Fifth one is currently being unleashed upon by The Mighty And Talented Bruno.
(The 3/4ths one, which came between the first and the second, is entirely too long of a tale of woe to get into here (or anywhere for that matter). And that's all we'll say about that.)
But the third one? It makes me chuckle that the third one out of the word processor is the first one to actually get off of a drafting table. Last week artistMia Wolff sent a CD holding the entire completed 100-page shebang. Because all tech hates me, it took me this long to get the files to open up so I could go ooooo at the pages. The spread below is one of my favorites from our book.
Yes, I'm biased. But damn this thing is pretty! Mia did a fabbo job.
*** The items labeled "Project A" and "Project B" that have been on the siderail for a while are not g/ns. Those are regular novels. What's funny is the word count doesn't actually mean anything in the traditional sense...Long story, interesting only to Moi.
Some of you will know what this particular model of sewing machine means as far as the Annals Of Sewing Machines are concerned:
For those who don't, short version = AWESOME. This was my Mom's machine. (Not the particular one in the picture, mind you.)
Recently I joined a sewing circle that runs old-school style, a bunch of women gathered together to stitch, chat and eat, where the experienced seamstresses mentor those of us with only a bit of a clue. It's *very* hands on - if you don't do the work, they kick your ass out - and it's a lot of fun. When I told Mom about it, she was very pleased and shared stuff I did not know about sewing circles and women in our family going back a couple of generations.

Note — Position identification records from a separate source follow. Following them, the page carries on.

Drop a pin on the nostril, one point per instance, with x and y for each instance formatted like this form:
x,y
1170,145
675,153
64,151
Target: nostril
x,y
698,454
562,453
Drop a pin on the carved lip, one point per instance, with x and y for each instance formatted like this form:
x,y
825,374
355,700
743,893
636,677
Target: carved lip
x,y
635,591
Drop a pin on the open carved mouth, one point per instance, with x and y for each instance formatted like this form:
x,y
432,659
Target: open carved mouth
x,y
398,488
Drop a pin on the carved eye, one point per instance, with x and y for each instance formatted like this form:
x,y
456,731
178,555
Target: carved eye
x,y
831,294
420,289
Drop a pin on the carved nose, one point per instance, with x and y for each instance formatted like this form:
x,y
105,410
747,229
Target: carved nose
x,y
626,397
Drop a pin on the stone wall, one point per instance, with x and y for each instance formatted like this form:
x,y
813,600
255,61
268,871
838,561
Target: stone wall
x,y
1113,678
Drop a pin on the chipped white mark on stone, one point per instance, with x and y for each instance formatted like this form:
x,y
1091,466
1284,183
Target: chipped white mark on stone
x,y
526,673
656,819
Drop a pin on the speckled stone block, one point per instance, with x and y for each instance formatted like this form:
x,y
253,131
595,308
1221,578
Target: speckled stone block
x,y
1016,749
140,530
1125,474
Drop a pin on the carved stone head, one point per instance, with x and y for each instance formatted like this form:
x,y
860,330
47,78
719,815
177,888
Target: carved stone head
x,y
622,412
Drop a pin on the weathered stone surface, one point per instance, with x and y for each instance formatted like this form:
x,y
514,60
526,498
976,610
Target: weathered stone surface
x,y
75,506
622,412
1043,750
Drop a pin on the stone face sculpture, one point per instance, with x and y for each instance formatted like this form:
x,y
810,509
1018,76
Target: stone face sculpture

Mom let it be known that if I didn't learn how to draft my own patterns and how to make a buttonhole without pushing a button, she would not necessarily tell me DIRECTLY of her disappointment, but she would all sorts of ways to IMPLY dissappointment. For the rest of my natural life. (Mom has a few nicknames within the family. "Columbo" is one of them. "The General" is another.)
After our chat, and without advance warning, Mom sent the sweetest dispatch to BGF Central written on sewing-themed stationary she'd created with clip art. I called her all weepy, and after mocking me for what she claims is my increasing sentimentality, we got to talking about the machine above. The following conversation took place a couple of days after her note arrived and moments after Victory was achieved.
BGF: I'm going to name her either Babs or Freddie in your honor! I'm leaning toward Babs. BGF's Mom: I don't like Babs. BGF: Babs is a great name. It's also a traditional nickname for yours. BGF's Mom: (Name omitted) called me that once, and I told her I didn't like it at all. BGF: ... Freddie it is, then!
BGF's Mom: I spell it without the 'e' at the end. Just the 'i'. BGF: Ooookay. I can work that.
BGF's Mom: I also use one 'd'. BGF: I am incapable of spelling Freddi with only one 'd', Ma.
BGF's Mom: I'm telling you how I spell it.
BGF: I mean, it looks weird enough without the second 'e'.
BGF's Mom: Since you're naming it after me, I thought you would want to know how I spell it. BGF: Yes, but --
BGF's Mom: If you don't care about how I spell it, that's fine. BGF: ... Fredi it is!
(For those keeping score, Mom: 9,326,543, BGF: 0. And you know, there are many times I thank the Flying Spaghetti Monster for that.)
I can't wait until she finds out I'm gonna paint 50s-style trucker flames all over it!